Security tokens seen as next trend in cryptocurrency trading even as regulations remain unclear
- The ‘second generation’ tokens derive their value from external, tradeable assets
- They differ from earlier cryptocurrencies like bitcoin that are used for payments or value transfer
As the roller-coaster price swings of bitcoin, which has plunged 80 per cent from its peak in December 2017, become a norm, some cryptocurrency traders have shifted their focus to trade “second generation” crypto tokens – security tokens.
One of them is digital asset broker OSL which has started trading stable coins, one form of asset-backed tokens, in the over-the-counter market.
Some industry players also refer to asset-backed tokens as security tokens.
Chief executive Wayne Trench said security tokens would be the next trend in global crypto asset trading in 2019, and urged for clearer regulation in Asia for their issuance and the trade.

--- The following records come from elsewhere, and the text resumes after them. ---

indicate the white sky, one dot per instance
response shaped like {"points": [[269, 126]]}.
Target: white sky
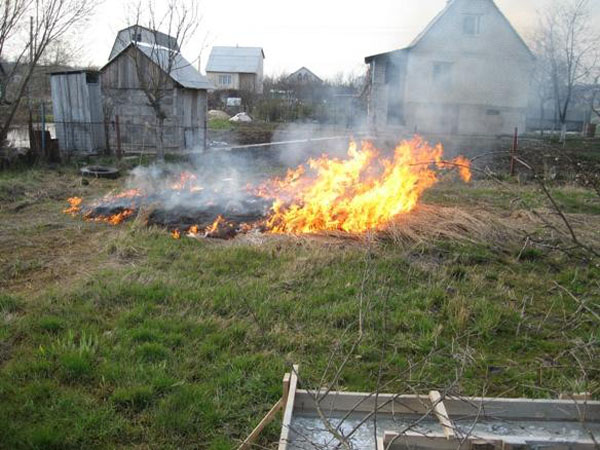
{"points": [[327, 36]]}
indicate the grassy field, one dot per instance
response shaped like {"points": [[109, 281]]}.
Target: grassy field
{"points": [[121, 337]]}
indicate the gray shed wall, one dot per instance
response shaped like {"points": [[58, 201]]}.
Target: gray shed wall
{"points": [[77, 108], [186, 110]]}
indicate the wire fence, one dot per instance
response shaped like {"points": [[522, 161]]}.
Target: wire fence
{"points": [[116, 136]]}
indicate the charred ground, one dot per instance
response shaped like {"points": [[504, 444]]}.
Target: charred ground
{"points": [[124, 337]]}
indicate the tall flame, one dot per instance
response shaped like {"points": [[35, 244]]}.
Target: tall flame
{"points": [[364, 192]]}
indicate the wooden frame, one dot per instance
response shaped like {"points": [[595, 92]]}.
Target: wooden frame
{"points": [[448, 410]]}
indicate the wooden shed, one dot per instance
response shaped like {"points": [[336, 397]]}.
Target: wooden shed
{"points": [[183, 97], [77, 107]]}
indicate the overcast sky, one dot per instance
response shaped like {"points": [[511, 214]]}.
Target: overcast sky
{"points": [[327, 36]]}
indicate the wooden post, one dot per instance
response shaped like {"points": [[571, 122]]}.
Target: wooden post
{"points": [[43, 113], [440, 412], [281, 404], [118, 129], [513, 152]]}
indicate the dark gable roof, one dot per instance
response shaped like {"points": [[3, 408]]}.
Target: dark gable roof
{"points": [[306, 69], [182, 72], [449, 5]]}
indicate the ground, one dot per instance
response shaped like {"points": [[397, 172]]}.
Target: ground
{"points": [[122, 337]]}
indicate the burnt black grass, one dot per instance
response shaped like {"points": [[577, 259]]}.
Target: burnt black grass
{"points": [[138, 340]]}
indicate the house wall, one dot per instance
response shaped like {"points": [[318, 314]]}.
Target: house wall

The broker currently trades four types of stable coins, whose values are pegged one-to-one to another stable asset such as the US dollar and other hard currencies. Over the past three months, the turnover of all four coins had surpassed US$5 billion each, Trench said.
He said the firm was also technologically ready to expand its services to other security tokens, which are cryptographic tokens that pay dividends, share profits, or invest in other underlying assets that generate profits for their holders.
In contrast, bitcoin, the oldest cryptocurrency and one of the first generation of digital tokens, whose “fair value” is driven by forces of demand and supply and often used as a means of payment for products and services.
“We have plans to expand our platform to include security tokens as and when the regulatory landscape permits. Apart from stable coins, we also see growing demand in asset-backed, and security tokens backed by precious metal, real estate and equity,” said Trench.
Implemented on the blockchain smart contracts, proponents argued that costs of investment and trading for security tokens that are backed by illiquid assets like gold, property or art work, are lower as they could be broken up into percentage ownership among investors.
However, some market players are less optimistic about any imminent regulatory certainty on the “second generation” tokens, at a time when many regulators are still grappling with regulating the various earlier complex digital instruments.
Kevin Loo, co-founder of cryptocurrency fund manager CryptAM, said his firm’s funds had not invested in any initial coin offerings (ICOs) or security token offerings (STOs), which are private fundraising activities used by start-ups.
“While we welcome the introduction of security token offering in the future, bringing further innovation to the fintech scene, we are mindful that the road ahead for regulatory approval for STO is likely some way off into 2019,” said Loo.
In Hong Kong, the Securities and Futures Commission (SFC) has introduced last month a conceptual framework for the potential regulation of virtual asset trading platforms and invited eligible platform operators to enter a “regulatory sandbox” to jointly explore issues surrounding regulation and licensing.
In the US, the SEC has warned that many ICOs can be securities offerings, entailing the issuers to register their tokens as securities or seek an exemption.
Meanwhile, some security token trading platforms, such as OpenFinance, has reportedly sought to be regulated as an alternative trading system with the SEC, instead of an exchange, through a registration as a broker-dealer.